YouGov BrandIndex recently conducted a study to determine the 10 brands consumers loved most in 2013. The study was based on 1.2 million interviews of consumers who were at least 18 years old. Buzz scores range from negative 100 to 100, indicating positive or negative consumer sentiment for the brand. The brands that scored highest in 2013 are likely to see continued momentum in 2014.
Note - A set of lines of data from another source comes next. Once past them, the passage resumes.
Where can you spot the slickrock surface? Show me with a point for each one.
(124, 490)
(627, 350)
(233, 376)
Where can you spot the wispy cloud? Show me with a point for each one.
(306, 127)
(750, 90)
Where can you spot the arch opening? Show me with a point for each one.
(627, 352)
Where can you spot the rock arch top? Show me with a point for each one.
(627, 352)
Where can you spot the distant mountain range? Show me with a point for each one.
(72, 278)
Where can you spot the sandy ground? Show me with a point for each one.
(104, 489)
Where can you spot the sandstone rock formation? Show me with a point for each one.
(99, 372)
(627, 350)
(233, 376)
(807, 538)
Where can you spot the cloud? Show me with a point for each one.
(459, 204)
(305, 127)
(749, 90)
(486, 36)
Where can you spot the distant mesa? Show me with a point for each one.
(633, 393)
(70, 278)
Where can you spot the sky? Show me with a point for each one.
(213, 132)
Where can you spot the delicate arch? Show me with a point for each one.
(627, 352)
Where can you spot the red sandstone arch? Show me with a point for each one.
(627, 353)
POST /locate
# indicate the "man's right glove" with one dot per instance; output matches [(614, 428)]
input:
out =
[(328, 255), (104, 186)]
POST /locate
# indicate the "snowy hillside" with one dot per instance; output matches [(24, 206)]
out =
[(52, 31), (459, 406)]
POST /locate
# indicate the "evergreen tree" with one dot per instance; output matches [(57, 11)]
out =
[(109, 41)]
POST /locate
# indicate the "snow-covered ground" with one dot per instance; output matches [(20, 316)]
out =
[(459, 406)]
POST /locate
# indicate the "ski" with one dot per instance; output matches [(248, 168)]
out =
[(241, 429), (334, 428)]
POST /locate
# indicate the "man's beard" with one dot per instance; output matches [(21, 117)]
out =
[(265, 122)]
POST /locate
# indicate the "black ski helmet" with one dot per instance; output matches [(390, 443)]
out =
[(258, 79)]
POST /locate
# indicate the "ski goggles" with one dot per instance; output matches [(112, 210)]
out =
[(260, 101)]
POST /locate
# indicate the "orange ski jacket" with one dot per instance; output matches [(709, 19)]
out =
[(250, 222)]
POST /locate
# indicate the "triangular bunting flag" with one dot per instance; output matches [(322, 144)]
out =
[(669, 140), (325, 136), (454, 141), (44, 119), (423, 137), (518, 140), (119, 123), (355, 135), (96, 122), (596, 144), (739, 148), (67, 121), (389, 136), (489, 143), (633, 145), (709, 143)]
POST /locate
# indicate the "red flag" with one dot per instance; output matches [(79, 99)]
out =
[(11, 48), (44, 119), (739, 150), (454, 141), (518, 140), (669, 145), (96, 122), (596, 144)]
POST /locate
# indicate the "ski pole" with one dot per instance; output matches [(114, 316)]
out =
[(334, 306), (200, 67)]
We'll begin with No. 10 and work our way down to No. 1.
No. 10: Kindle
Buzz Score: 24
Amazon.com (NASDAQ:AMZN) doesn't report results for the Kindle. Therefore, any estimates on Kindle sales are speculative. However, Morgan Stanley conducted in-depth research to formulate an educated guess. Morgan Stanley estimated that Amazon Kindle sales would total $4.5 billion in 2013. This would represent a 26% year-over-year increase. Looking ahead, Morgan Stanley anticipates 2014 Kindle sales to total $5 billion, and for 2015 Kindle sales to total $5.5 billion.
No. 9: Cheerios
Buzz Score: 24
It doesn't matter what's going on with the global economy, Cheerios are always in high demand. This is a positive for General Mills. The biggest news for Cheerios is that it will now be made GMO-free, as in without genetically modified organisms. General Mills is also attempting to innovate off the popularity of its Cheerios brand, the latest being Multi-Grain Dark Chocolate Crunch Cheerios.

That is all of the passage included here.